A toustes cellezésseux, quels que soient nos genres, nos sexualités, nos cultures, nos couleurs de peau, à cellezésseux pour qui cela signifient, d’une manière ou d’une autre, que nous n’avons plus notre place dans la ville, à nous de refuser la réduction des espaces à leur simple fonction dans la machine productive, à nous de refuser l’absorption de l’ensemble de nos rapports dans cette spirale capitaliste. A nous toustes de ne pas nous contenter de la maigre place qu’on nous laisse mais d’en déborder.

Des habitant.es de Marseille féministes, trans, pédés, gouines, bi.es, queers, asexuel.les, et tordu.e.s en tous genres, majoritairement blanc.hes, cisgenre et valides.

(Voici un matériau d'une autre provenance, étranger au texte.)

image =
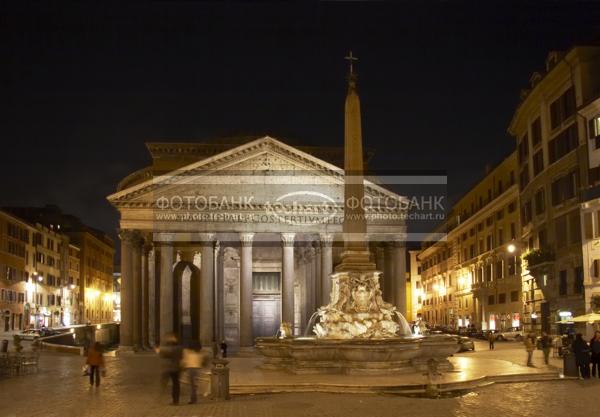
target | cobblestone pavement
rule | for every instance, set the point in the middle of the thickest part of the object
(132, 389)
(512, 352)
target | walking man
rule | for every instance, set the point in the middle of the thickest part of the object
(546, 345)
(491, 339)
(582, 356)
(170, 353)
(530, 347)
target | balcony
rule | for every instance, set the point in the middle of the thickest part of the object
(539, 261)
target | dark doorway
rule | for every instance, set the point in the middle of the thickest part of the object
(266, 303)
(186, 302)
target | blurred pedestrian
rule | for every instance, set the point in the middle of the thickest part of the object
(192, 363)
(582, 355)
(223, 349)
(530, 347)
(546, 343)
(170, 353)
(595, 359)
(491, 339)
(95, 363)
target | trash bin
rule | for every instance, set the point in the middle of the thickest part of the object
(569, 364)
(219, 380)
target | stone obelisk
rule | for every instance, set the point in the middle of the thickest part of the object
(355, 257)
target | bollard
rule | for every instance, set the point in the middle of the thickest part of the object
(570, 365)
(219, 380)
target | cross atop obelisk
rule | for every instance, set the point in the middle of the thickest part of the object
(356, 256)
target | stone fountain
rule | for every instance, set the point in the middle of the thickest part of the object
(357, 332)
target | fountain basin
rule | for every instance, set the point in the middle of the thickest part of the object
(309, 355)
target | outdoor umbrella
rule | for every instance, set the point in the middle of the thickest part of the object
(587, 318)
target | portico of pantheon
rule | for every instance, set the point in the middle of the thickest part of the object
(226, 240)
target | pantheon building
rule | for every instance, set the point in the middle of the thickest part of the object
(224, 240)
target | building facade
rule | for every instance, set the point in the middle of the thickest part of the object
(69, 270)
(15, 238)
(554, 159)
(472, 278)
(590, 214)
(39, 286)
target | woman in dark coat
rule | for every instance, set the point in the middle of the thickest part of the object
(582, 355)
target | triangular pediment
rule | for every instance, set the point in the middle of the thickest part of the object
(265, 161)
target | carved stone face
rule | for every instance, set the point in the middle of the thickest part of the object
(361, 297)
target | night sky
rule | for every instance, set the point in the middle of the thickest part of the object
(84, 87)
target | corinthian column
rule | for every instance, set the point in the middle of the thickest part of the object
(137, 291)
(388, 274)
(207, 290)
(145, 341)
(287, 282)
(326, 267)
(400, 276)
(126, 326)
(166, 286)
(246, 334)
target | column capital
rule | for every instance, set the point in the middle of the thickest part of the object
(165, 239)
(288, 239)
(246, 238)
(147, 247)
(326, 239)
(130, 236)
(206, 238)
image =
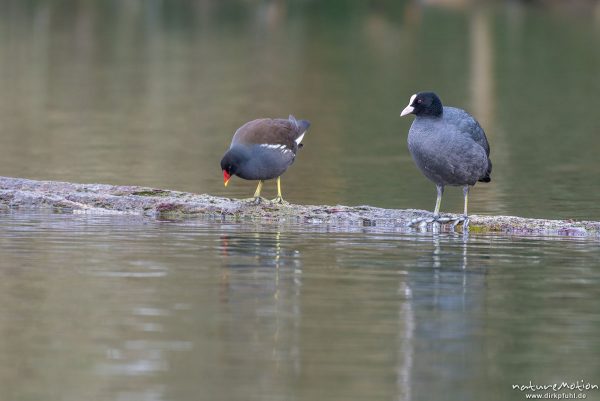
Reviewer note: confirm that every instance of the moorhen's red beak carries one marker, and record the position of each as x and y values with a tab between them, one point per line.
226	177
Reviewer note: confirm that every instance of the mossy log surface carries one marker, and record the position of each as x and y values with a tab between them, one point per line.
21	193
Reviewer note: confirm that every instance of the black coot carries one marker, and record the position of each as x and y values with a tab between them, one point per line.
449	147
263	149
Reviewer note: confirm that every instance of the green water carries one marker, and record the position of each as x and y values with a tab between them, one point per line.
149	93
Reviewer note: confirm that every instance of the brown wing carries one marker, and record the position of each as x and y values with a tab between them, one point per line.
267	131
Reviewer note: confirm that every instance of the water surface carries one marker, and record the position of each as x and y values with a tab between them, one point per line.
136	309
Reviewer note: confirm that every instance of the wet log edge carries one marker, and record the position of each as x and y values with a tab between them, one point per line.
22	193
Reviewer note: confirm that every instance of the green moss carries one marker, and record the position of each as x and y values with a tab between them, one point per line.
152	192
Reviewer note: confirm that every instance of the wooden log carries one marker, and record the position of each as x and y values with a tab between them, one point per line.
19	193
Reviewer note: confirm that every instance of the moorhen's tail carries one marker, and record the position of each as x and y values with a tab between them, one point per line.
301	128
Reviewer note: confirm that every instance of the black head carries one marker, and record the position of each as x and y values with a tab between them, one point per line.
424	104
231	162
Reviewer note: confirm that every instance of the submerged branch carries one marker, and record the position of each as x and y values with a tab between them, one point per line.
159	203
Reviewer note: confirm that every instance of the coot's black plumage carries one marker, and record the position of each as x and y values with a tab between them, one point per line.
448	145
263	149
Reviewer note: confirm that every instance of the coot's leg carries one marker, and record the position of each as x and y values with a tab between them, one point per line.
437	219
438	202
464	219
279	198
424	221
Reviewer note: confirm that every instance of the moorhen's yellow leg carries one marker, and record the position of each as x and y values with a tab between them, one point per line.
257	199
279	198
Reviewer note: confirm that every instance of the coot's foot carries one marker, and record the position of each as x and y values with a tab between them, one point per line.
423	222
279	200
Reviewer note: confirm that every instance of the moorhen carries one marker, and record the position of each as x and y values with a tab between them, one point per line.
263	149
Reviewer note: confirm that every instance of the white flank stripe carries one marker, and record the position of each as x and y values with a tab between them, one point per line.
281	148
299	139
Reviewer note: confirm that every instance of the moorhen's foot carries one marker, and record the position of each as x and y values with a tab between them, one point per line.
257	200
423	222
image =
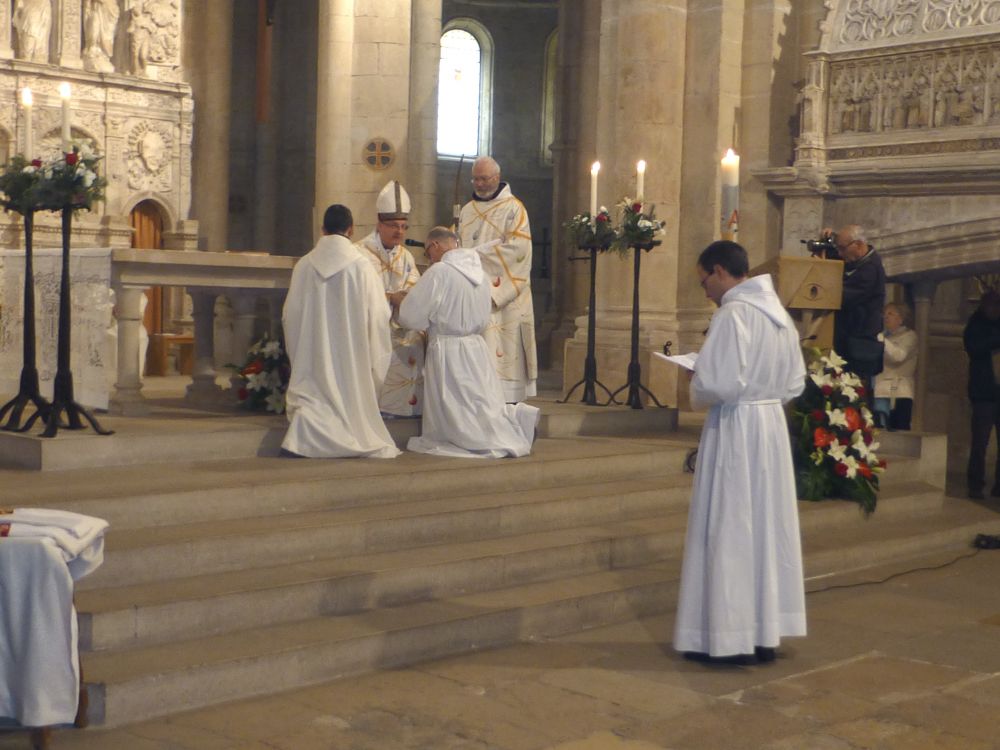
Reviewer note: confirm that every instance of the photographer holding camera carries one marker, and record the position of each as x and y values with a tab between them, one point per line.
858	324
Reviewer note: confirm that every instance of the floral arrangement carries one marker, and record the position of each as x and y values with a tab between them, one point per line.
638	227
71	180
586	231
833	436
265	376
18	184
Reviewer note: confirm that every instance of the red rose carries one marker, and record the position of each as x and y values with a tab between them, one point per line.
853	417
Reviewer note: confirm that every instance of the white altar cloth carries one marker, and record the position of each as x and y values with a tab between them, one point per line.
39	660
90	310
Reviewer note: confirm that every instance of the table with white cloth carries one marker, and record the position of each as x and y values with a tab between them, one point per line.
42	552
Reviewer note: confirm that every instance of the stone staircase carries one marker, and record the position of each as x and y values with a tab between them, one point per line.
241	575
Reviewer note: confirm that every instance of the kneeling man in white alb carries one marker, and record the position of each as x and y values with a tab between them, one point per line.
464	410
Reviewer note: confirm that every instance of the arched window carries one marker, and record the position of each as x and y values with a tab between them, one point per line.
464	89
549	98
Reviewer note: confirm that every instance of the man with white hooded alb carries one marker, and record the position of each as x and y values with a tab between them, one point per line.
336	326
464	410
742	587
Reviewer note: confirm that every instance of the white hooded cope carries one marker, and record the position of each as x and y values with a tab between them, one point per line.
742	583
464	410
337	333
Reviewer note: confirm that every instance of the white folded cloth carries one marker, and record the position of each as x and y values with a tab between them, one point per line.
80	538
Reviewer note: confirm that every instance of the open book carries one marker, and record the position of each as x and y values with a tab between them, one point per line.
684	360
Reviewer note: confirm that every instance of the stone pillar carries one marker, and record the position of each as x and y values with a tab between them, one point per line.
203	388
425	55
923	298
208	59
70	30
127	398
334	105
6	48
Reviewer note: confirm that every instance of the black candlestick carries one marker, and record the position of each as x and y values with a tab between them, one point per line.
634	382
28	393
63	400
590	363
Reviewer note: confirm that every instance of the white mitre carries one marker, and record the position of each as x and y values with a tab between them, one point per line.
393	202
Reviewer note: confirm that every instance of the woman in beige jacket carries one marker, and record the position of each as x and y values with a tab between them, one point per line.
894	385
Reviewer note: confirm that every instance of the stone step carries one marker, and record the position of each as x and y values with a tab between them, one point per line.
143	615
144	496
130	686
168	552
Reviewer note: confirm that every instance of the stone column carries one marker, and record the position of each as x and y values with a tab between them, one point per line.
425	55
333	104
203	388
70	30
127	398
923	298
208	60
6	48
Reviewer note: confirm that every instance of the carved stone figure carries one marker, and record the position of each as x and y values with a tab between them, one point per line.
33	21
100	22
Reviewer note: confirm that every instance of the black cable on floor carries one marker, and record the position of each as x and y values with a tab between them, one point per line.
895	575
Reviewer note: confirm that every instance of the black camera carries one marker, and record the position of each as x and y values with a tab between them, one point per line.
824	247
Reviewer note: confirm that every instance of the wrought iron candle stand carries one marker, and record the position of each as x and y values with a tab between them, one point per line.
29	392
589	379
634	382
62	397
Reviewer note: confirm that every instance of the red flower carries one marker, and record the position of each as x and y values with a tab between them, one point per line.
853	417
822	438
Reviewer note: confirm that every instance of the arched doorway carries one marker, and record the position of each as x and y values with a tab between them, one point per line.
146	220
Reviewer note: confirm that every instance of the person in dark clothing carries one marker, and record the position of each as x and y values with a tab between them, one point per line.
858	323
982	344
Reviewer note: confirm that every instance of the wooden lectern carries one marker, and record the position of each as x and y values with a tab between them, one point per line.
811	289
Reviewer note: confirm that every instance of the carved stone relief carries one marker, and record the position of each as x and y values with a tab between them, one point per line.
940	89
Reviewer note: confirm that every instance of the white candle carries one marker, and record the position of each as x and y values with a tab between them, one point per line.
731	169
64	92
29	144
594	169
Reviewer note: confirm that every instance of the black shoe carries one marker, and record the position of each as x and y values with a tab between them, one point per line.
765	654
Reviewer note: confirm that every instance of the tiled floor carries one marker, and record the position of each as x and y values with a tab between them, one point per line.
912	663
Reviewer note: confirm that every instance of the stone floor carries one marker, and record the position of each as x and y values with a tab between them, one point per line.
913	662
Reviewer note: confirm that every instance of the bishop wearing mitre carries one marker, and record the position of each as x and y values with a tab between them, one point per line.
402	392
495	214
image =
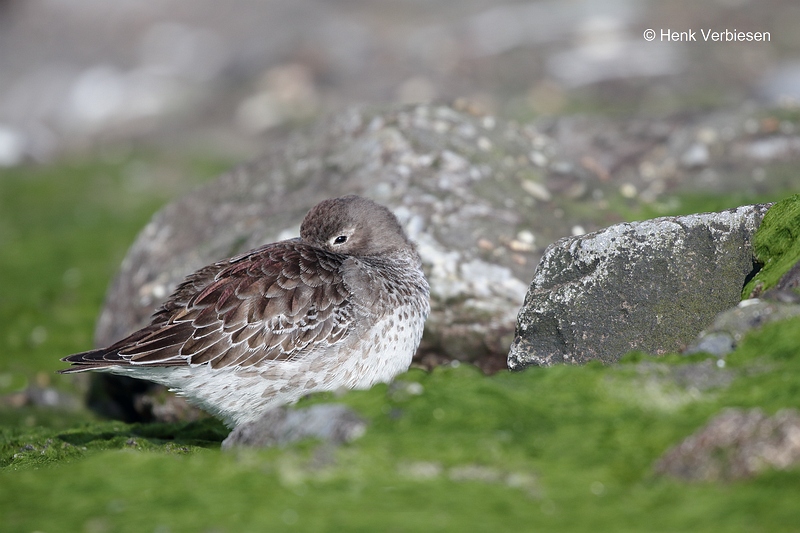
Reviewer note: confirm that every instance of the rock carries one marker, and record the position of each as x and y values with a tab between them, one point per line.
736	444
331	423
731	325
648	286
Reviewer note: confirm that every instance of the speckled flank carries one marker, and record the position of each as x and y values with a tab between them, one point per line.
342	307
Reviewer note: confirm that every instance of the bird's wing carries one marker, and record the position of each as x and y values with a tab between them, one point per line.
275	303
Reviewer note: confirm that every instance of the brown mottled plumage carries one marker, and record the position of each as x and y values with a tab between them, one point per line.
342	306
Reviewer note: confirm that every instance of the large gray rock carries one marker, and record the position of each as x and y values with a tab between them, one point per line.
649	286
462	185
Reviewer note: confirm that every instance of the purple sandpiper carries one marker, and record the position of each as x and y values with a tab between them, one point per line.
342	306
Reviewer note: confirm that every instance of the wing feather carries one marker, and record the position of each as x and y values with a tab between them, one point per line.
276	303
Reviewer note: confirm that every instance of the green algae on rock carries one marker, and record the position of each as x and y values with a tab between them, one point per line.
776	245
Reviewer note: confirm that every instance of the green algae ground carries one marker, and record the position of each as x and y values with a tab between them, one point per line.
556	449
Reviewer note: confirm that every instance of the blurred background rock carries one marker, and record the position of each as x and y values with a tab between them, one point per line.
217	77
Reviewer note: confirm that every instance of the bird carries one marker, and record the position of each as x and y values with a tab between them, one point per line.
343	306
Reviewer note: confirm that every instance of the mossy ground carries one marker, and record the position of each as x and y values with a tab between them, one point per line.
557	449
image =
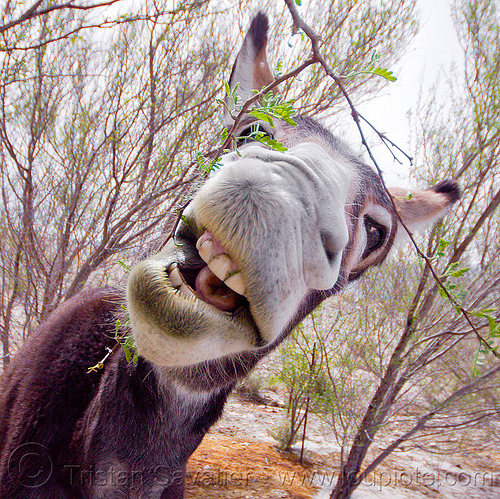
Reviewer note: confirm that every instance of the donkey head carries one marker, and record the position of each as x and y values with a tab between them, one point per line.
267	237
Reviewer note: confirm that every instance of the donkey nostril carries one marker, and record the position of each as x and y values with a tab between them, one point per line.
329	246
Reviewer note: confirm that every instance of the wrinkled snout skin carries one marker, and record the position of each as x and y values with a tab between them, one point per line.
274	212
281	218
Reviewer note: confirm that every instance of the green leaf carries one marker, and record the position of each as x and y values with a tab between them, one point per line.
262	115
124	265
442	246
128	354
384	73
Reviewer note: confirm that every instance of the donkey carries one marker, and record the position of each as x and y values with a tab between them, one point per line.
265	239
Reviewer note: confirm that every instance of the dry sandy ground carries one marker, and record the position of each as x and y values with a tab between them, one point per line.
238	459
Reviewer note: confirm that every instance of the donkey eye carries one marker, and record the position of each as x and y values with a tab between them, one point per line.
375	235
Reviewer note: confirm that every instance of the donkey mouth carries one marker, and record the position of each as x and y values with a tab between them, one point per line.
204	285
218	283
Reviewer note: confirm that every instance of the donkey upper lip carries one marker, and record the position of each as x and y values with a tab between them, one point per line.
220	262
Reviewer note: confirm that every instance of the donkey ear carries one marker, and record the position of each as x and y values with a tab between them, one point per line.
251	70
420	209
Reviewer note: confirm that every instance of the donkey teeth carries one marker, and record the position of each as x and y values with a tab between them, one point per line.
235	282
221	266
205	250
175	277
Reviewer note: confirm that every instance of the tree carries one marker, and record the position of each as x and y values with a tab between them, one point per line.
103	116
426	335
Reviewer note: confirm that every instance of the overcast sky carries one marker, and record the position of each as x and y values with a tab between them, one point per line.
435	47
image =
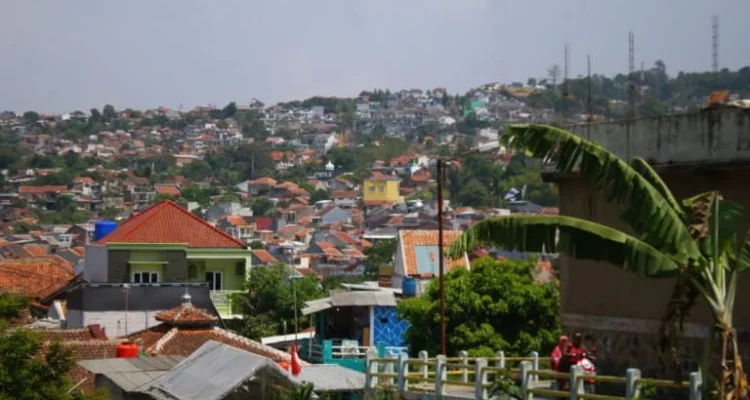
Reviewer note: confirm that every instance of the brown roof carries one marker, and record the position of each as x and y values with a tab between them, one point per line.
33	277
167	222
43	189
186	314
164	339
409	239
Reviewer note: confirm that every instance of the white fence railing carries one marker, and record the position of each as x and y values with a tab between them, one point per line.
445	376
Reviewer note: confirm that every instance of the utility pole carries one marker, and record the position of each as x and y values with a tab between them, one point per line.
715	43
441	262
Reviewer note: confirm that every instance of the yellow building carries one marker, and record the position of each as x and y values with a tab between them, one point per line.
381	189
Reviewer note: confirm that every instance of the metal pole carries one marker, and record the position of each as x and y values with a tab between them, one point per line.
441	263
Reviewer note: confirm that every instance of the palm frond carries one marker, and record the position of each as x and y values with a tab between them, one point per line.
650	214
641	166
579	238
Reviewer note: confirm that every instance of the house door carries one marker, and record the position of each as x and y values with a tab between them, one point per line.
214	280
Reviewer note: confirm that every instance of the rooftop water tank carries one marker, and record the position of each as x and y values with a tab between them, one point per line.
103	228
127	350
409	287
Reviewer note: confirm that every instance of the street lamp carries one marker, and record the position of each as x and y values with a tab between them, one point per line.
441	163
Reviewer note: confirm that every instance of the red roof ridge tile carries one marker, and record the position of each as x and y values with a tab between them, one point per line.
128	226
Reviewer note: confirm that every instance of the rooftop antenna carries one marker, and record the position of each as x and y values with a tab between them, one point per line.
565	69
631	71
715	42
588	99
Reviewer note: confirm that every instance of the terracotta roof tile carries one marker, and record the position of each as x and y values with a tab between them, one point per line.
237	220
33	277
264	256
344	237
409	239
169	190
166	340
264	181
167	222
186	314
43	189
36	250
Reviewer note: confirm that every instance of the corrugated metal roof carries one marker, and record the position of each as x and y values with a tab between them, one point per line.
107	365
332	377
213	371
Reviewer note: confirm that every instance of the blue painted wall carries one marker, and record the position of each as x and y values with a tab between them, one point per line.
389	328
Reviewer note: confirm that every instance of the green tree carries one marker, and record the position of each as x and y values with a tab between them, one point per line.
31	117
11	306
262	207
25	375
694	240
495	305
109	113
270	301
380	253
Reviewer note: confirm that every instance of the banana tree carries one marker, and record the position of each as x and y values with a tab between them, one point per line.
694	240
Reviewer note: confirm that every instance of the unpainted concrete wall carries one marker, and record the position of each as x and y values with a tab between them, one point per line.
707	136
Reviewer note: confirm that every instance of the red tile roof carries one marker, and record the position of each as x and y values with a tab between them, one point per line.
344	237
237	220
167	340
186	314
167	222
33	277
43	189
409	239
264	256
170	190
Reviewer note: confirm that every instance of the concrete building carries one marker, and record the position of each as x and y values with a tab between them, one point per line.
619	311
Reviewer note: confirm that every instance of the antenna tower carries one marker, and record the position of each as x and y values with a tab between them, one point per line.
588	100
715	42
631	71
565	73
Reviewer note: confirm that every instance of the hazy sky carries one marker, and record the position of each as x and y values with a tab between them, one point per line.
60	55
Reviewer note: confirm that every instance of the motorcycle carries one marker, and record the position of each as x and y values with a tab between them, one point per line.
584	360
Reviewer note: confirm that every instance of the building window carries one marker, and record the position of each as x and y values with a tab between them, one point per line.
145	277
214	280
239	268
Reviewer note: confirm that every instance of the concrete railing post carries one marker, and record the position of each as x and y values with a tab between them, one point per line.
480	379
575	385
424	368
526	381
389	369
632	391
371	380
403	373
464	356
441	374
696	381
500	363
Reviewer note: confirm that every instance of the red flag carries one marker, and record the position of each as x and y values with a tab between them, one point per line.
296	367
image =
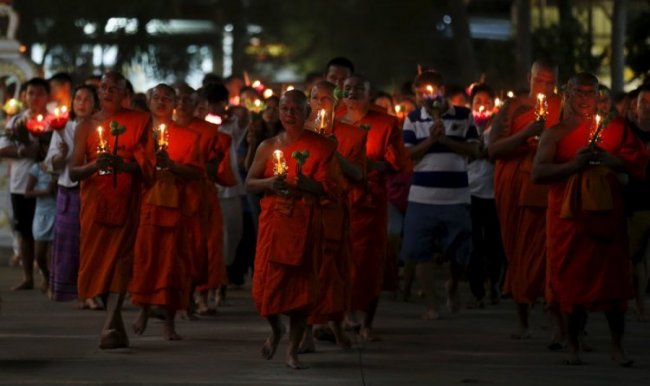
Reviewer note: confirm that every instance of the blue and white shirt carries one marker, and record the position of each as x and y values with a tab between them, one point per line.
440	177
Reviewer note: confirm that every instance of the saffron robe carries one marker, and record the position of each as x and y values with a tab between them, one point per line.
161	270
289	242
588	259
521	207
109	215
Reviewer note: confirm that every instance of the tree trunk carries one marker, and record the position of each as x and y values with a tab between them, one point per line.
617	62
465	56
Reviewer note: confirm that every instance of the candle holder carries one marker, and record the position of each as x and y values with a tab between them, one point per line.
161	134
280	168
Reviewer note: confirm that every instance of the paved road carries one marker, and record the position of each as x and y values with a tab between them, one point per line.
42	342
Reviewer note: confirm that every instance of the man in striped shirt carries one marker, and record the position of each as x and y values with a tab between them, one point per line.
439	138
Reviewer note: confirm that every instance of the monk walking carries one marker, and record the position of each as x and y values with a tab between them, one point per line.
588	258
521	205
161	270
385	153
293	170
110	201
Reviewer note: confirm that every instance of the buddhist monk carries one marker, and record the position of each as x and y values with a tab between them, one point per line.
521	205
588	258
293	170
334	271
208	267
161	270
385	153
109	168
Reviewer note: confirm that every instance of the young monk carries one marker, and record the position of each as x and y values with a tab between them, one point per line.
334	272
521	205
162	261
588	258
385	153
110	203
289	244
203	211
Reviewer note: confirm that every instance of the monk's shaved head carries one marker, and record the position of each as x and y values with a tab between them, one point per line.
116	77
296	96
583	79
324	85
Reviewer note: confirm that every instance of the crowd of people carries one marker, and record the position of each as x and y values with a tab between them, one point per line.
328	196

1  – « L’embourgeoisement des quartiers populaires passe par la transformation de l’habitat, des commerces et de l’espace public, ce qui en fait un processus spécifique qu’on appelle gentrification. Cette transformation matérielle peut prendre différentes formes, comme la réhabilitation du bâti ancien ou sa démolition et son remplacement par des bâtiments neufs. Elle peut être progressive et diffuse, à l’initiative des ménages acquérant et transformant peu à peu les logements, ou de promoteurs immobiliers et de commerçants, ou au contraire planifiée par les pouvoirs publics et transformant d’un seul coup un quartier entier ou un ancien espace d’activité ouvrier (friche industrielle, portuaire, ferroviaire), le plus souvent en partenariat étroit avec des promoteurs privés. » (Anne Clerval, La Lutte des classes dans l’espace urbain, extrait d’entretien, in Lutte des classes et aménagement du territoire, http://basseintensite.internetdown.org)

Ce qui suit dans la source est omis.